Testing: Strategies When Learning Programming Models and Using High-Performance LibrariesSeries: HPC Best Practices Webinars
Software testing is an invaluable practice, albeit the level of testing in scientific applications can vary widely, from no testing at all to full continuous integration (as discussed in earlier webinars of the HPC-BP series). In this webinar I will consider a specific case: the use of unit-testing when developing a mini-app as an approach to learn about new programming models such as Kokkos and SYCL, or when using (or contributing to) high-performance libraries. I will illustrate with an example from Lattice QCD, focusing on the integration of the QUDA optimized library with the Chroma application. The webinar will focus on lessons learned and generally applicable strategies.

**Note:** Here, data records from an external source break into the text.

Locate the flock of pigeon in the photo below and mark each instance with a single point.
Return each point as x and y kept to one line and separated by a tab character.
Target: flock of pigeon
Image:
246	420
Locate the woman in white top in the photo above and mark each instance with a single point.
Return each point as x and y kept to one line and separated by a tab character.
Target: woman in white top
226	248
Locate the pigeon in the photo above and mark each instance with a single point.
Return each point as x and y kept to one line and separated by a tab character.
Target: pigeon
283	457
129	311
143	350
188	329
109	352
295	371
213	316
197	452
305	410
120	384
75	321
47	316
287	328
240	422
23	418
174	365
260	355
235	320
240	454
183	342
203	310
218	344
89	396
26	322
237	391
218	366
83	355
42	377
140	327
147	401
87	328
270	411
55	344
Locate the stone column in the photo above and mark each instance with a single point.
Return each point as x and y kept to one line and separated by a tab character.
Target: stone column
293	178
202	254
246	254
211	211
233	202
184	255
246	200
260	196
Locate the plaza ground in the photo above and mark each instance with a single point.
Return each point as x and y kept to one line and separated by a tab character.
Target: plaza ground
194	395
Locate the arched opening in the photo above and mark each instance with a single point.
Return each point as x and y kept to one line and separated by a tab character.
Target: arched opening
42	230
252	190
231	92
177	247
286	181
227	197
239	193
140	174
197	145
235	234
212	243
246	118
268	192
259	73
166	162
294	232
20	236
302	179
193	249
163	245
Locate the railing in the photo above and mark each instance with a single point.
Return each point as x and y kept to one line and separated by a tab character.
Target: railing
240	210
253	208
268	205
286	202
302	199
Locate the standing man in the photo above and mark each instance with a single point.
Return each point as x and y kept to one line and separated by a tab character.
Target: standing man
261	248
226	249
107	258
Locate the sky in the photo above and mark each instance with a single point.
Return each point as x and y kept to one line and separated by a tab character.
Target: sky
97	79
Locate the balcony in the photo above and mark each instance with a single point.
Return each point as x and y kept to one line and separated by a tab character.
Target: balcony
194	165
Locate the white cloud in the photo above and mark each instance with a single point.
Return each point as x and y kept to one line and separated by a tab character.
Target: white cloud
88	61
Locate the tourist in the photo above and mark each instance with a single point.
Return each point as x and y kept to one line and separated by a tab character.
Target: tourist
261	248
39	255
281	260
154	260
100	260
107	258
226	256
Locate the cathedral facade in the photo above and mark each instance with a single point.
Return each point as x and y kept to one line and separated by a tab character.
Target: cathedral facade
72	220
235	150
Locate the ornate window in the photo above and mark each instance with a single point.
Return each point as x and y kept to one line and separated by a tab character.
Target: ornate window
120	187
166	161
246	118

- Balint Joo (Jefferson Lab)
Balint Joo got his B. Sc. in Computer Science and Physics in 1996 and his PhD in Theoretical Physics in 2000, both at the University of Edinburgh. Since then he has been working in the area of numerical lattice QCD calculations, with post doctoral positions at the University of Kentucky working on Monte Carlo algorithms, at Columbia University and the University of Edinburgh as part of the design team for the QCDOC supercomputer, and back at the University of Edinburgh where he worked with solvers for Chiral Fermions and got involved with the QDP++ and Chroma software packages. He has been a Staff Computer Scientist at Jefferson Lab since 2005, where his work includes maintaining and developing Chroma and porting and optimizing it for new architectures. He has been working closely with NVIDIA on the QUDA library and more recently with Intel on code for Xeon and Xeon Phi. He is also a computer user running lattice QCD calculations on a number of DOE and NSF centers including Titan at OLCF, BlueWaters at NCSA and Stampede at TACC.